The Detroit native's own Olympic dreams were short-circuited even before he took the ice as an 18-year-old hockey player at the Olympic team tryouts in the summer of 1982.
"I feel I have something to offer, as my life was once performance-based," Kobylarz said. "I had lost my motivation to play, and when I found the Lord, I found a new purpose, a new joy, a new balance."
After a successful freshman season at the University of Michigan, the high-scoring right wing was invited to the National Sports Festival, where the Olympic team is chosen. What should have been a highlight of his athletic career became the most difficult time of his life.

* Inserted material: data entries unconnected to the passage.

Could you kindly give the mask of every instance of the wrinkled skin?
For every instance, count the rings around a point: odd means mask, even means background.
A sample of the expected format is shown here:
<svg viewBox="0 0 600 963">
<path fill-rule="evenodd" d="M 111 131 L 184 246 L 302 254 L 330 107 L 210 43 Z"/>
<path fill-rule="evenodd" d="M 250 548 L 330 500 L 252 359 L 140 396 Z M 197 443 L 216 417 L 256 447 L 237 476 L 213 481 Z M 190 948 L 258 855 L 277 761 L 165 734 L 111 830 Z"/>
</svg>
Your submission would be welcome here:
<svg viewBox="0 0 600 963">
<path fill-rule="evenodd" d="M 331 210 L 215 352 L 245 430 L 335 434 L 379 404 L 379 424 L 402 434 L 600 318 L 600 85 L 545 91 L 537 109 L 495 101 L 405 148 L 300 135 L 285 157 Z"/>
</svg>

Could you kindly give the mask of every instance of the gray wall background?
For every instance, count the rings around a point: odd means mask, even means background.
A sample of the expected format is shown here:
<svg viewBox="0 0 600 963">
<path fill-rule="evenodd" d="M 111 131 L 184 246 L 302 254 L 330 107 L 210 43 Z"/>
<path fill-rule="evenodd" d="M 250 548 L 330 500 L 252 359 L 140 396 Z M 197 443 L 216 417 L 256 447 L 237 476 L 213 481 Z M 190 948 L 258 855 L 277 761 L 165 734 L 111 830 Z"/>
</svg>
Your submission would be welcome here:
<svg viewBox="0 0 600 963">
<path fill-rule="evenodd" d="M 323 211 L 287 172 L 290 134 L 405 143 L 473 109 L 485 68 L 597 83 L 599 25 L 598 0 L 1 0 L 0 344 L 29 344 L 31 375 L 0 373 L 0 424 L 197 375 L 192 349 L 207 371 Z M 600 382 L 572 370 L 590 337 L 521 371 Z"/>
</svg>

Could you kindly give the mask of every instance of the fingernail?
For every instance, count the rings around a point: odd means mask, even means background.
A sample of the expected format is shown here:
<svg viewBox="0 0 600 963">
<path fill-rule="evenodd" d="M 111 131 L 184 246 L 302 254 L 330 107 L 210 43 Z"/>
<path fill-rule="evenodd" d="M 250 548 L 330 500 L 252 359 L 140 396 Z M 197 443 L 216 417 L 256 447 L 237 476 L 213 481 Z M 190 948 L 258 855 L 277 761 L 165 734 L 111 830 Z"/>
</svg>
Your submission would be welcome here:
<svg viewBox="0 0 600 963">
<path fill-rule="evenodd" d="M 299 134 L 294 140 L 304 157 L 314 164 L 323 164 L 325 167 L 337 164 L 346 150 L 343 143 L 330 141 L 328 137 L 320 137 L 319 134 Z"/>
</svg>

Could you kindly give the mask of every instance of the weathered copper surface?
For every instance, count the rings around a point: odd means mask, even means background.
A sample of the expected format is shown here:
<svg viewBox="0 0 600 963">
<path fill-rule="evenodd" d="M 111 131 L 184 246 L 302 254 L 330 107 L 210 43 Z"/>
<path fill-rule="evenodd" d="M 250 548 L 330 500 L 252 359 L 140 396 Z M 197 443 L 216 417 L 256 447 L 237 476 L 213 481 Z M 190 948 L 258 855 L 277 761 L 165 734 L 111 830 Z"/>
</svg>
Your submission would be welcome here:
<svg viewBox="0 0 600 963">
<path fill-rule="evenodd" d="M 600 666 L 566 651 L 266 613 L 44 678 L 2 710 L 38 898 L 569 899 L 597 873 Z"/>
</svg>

"USA Today had a list of the players who were going to try out. They had big names—guys like Chris Chelios and other future superstars of the NHL," said Kobylarz, who is still athletic and fit at age 46. "I started comparing myself to them. The more I read about the tryouts, the larger all the other players became in my eyes, and the smaller I became in my own eyes."
Kobylarz also experienced burnout from nonstop training, his parents' marriage was unraveling, and he was fighting a not-yet-diagnosed case of mononucleosis. He was not surprised when he did not make the Olympic team after his freshman year of college, but he was deeply disappointed that he did not play up to his ability.